I noticed that Felipe had disappeared from the hatch, and he appeared from below with a bottle of Ron Santiago, which I’m sure he had already sampled. He passed the bottle to Sara, who handed it to me. I said, “I’m driving.”
Sara took a gulp.
Jack came into the cabin, and Sara offered him the bottle, but Jack looked a little green and went below. I heard the head door open, then close.
Felipe was starting to notice that the cabin windows had holes in them and that some of the wood and plastic was chewed up. He said something in Spanish that I guessed was “Holy shit.”
Felipe moved behind the chairs, between Sara and me, looked at the radar, and pointed. “Is that the Stenka?”
“It is.”
“Shit!”
“And behind us is the Zhuk.” I let him know, “You did an excellent job, amigo.”
He didn’t reply immediately, but then said, “I think I got the gunner.”
Jack was halfway up the stairs now and said, “I nailed that bastard right between his fucking eyes.”
Which was more likely, but for all anyone knew, Sara had one of those impossibly lucky shots that no one would believe, including the guy who caught the bullet.
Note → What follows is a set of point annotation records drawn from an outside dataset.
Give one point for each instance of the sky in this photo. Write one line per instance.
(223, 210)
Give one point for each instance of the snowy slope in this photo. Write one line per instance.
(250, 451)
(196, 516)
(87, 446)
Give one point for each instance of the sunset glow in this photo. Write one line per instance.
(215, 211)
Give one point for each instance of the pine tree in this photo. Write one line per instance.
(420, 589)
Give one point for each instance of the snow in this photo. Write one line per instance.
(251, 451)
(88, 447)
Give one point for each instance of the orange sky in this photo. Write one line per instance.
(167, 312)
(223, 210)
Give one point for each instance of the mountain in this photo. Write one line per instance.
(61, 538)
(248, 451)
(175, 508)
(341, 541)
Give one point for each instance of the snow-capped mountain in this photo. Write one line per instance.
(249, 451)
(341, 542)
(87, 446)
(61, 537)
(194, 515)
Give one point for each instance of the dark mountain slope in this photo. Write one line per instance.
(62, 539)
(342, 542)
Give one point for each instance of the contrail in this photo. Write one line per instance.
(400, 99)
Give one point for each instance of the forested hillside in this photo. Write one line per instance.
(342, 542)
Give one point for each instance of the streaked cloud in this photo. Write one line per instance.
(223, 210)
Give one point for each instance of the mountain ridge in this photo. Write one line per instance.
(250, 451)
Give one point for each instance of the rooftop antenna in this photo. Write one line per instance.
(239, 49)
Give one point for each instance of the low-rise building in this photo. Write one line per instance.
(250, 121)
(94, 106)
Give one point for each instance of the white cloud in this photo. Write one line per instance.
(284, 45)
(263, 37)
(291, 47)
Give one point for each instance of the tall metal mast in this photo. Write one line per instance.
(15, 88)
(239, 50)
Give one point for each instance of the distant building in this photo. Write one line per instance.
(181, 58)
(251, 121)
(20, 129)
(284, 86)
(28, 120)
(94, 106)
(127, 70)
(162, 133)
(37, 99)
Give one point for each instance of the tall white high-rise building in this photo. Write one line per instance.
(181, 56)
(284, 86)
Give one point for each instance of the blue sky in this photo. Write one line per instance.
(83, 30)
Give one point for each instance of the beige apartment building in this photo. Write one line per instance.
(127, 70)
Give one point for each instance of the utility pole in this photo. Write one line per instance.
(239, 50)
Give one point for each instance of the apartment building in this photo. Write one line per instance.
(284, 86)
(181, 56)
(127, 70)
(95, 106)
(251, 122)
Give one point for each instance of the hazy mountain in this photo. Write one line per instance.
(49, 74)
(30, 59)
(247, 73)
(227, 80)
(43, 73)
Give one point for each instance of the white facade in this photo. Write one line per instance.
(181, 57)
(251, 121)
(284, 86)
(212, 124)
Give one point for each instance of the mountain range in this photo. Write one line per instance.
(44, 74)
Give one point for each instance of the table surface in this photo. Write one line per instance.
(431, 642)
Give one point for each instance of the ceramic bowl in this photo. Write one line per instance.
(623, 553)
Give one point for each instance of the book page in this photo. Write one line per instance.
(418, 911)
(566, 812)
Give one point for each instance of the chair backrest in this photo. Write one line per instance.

Felipe asked, “What are we going to do?”
I reminded him, “We are going to let the captain make that decision.”
He didn’t reply, but kept looking at the radar screen. He said, “The Zhuk... he seems to be too far behind...”
“He’s gaining on us, but not fast enough to get into firing range unless he keeps following us into international waters.” Which he’d do, because the Zhuk captain was very pissed off and he had a score to settle, and he had superiors to answer to who I was sure were reaming his ass in Spanish over the radio. I’ve been on both ends of radio transmissions like that.